Da stellt sich die berechtigte Frage, warum man diesen ehemals Backstein großen Klotz zukünftigen Elektroschrotts mit sich herumschleppt. Zugegeben, das Mobiltelefon verheißt mehr Privatsphäre für den Angerufenen: Um erreichbar zu sein, braucht man nicht seine Durchwahl der Aufenthaltsorte durchzugeben, Standort und Telefon sind im Gegensatz zum Festnetzgerät voneinander entkoppelt. Telefonieren und neuerdings auch „Simsen“ kann man mit letzterem ebenfalls. Zugegeben: In Zeiten von Vorratsdatenspeicherung und GPS-Tracking gibt man diese Privatsphäre allerdings gleich wieder auf.
Zudem wird man gedrängt, alle 24 Monate eine neue Zelle anzuschaffen. Das ist jene „Leasingrate“ zur Finanzierung des „technischen Fortschritts“, ohne die die Entwicklung neuer Geräte nicht möglich wäre – ein teufelskreisendes Perpetuum Mobile. Demgegenüber dürfte ein flächendeckendes Netz echter Telefonzellen eine effizientere Resourcenallokation darstellen. Aber auch die allgemeine Benutzung öffentlicher Verkehrsmittel ist effizienter als die allgemeine Individualmotorisierung, und trotzdem will keiner auf seine gut vier Meter langen rund 1,3 Tonnen Blech um sich herum verzichten.
Teufelskreis durchbrechen
Der oben skizzierte Teufelskreis lässt sich auf hinterlistige Weise durchbrechen, mit verheerenden Folgen für die Hersteller der „Elektro-Backsteine“: Gerade ältere, aber auch einige aktuelle Modelle, halten inklusive der Akkus im Grunde länger als die zwei Jahre Vertragslaufzeit, in der man die Gerätekosten abstottert. (Gleichgültig ob Vertrag oder Prepaid – bei einem geringen bis durchschnittlichen Telefonierverhalten hat man nach den zwei Jahren das Gerät bezahlt. Wer es nicht glaubt, rechnet einfach einmal nach.) Das teufelskreisende Perpetuum Mobile des „technischen Fortschritts“ bleibt allerdings nur dann in Bewegung, wenn der Kunde regelmäßig beim Vertragwechsel, -update oder -verlängerung ein neues Gerät beschafft.
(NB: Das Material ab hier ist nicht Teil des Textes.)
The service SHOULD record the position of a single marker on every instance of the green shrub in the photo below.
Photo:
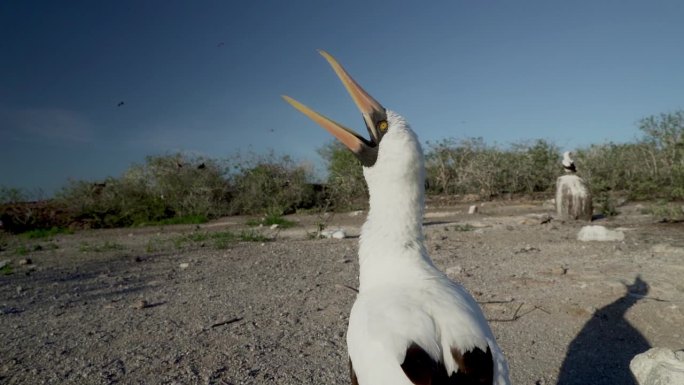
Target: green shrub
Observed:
(470, 166)
(270, 185)
(166, 188)
(345, 187)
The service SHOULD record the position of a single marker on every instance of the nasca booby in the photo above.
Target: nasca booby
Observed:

Hier hat die Mindestvertragslaufzeit echte Vorteile: Der Kunde hat ein Telefon, das garantiert so lange hält, der Telekommunikationsanbieter den Kunden gebunden und der Handy-Hersteller nach der Zeit einen garantierten Absatz eines neuen Geräts. Als Fazit muss man also das Telefon länger als zwei Jahre nutzen – sofern die Haltbarkeit das hergibt, was der springende Knackpunkt sein dürfte.
Alternativ kann man sich natürlich auch den Luxus der Nichterreichbarkeit leisten, ein befreiendes Gefühl vollkommener Dekadenz.